If you have been following the news lately, you probably have encountered the phrase "Religious Liberty Laws" every now and then. Basically, these are laws in various different domains trying to "protect" people's liberties when it comes to religion. Alternatively, these are laws designed to institutionalize discrimination, so to speak. After all, religion and religious beliefs aren't the most egalitarian out there. Plenty of religions think that their own imaginary man in the heaven is better than the other person's imaginary man in heaven, and that if you don't switch allegiance to these imaginary men, then you're better off dead.
So, these religious liberty laws in essence allows people working in the public sector to discriminate based on religion. If you are a gay couple, and you want a gay cake, then the conservative bakery can decline service to you. Simple as that.
What I actually want to rant about is not about these laws, but about something one step before that. That is, the role of religion in the public sector. See, religion should be private. I don't care if you believe in an imaginary man in the heaven or not, and yes, I couldn't care less what kind of imaginary man in heaven you believe in, but your belief should be done in private. That means that if you work in the public sector, then you should be willing to serve anyone, irrespective of whether they believe in the same imaginary man as you or not.

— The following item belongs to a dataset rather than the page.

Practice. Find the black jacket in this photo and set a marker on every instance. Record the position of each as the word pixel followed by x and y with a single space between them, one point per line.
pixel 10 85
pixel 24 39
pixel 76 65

If you own a bakery, you should be willing to bake a cake for anyone, irrespective of your religious beliefs. If you are working as a cook in a supermarket, if someone orders blood sausage, you should cook that, even though your religion forbids you from eating blood. And if you are a flight attendant, and your airline flies to an Islamic country requiring females to wear a headscarf during the time they are on land, then you should wear that, irrespective of whether you have something against wearing it or not. The fact that you are working in the public sector should trump all your religious beliefs. If your religion has something against what you are doing in your work, and you feel that you cannot do that aspect of your job, then it's time for you to find another job.
See, there's so many incidents like these on the news. Conservative bakeries in the USA not wanting to bake a "gay" cake; a Jehovah's Witness cook in a supermarket in Britain not wanting to cook black pudding for a customer who ordered it for breakfast; and flight attendants of Air France who are protesting because the company is starting flights to Tehran.
Yes, as much as I am against religion, I am also against exceptionalism, whether it is for or against religion. So if Air France wants to serve Tehran, it should play with Tehran's rules while in the country. So I see nothing wrong with requiring female flight attendants to wear the headscarf while there. I don't see a valid reason how non-Muslims would be exempt from this rule, the same way as I don't see any valid reason why Muslims would be exempt from any other rule in the Western world, just because they are Muslim.
That said, it would be nice if Air France makes it voluntary for flight attendants to fly this route: if someone doesn't want to wear the headscarf, then don't assign this person to the route.
The thing is, it would have been nice if people understand relativism; the problem with religion is that everything is absolute. Every religion believes that their canon is the absolute truth, and that everything else is false. There isn't room for discussion, nor room for accepting the fact that it is nevertheless okay for other people to believe in some other imaginary man in heaven and be perfectly okay with that.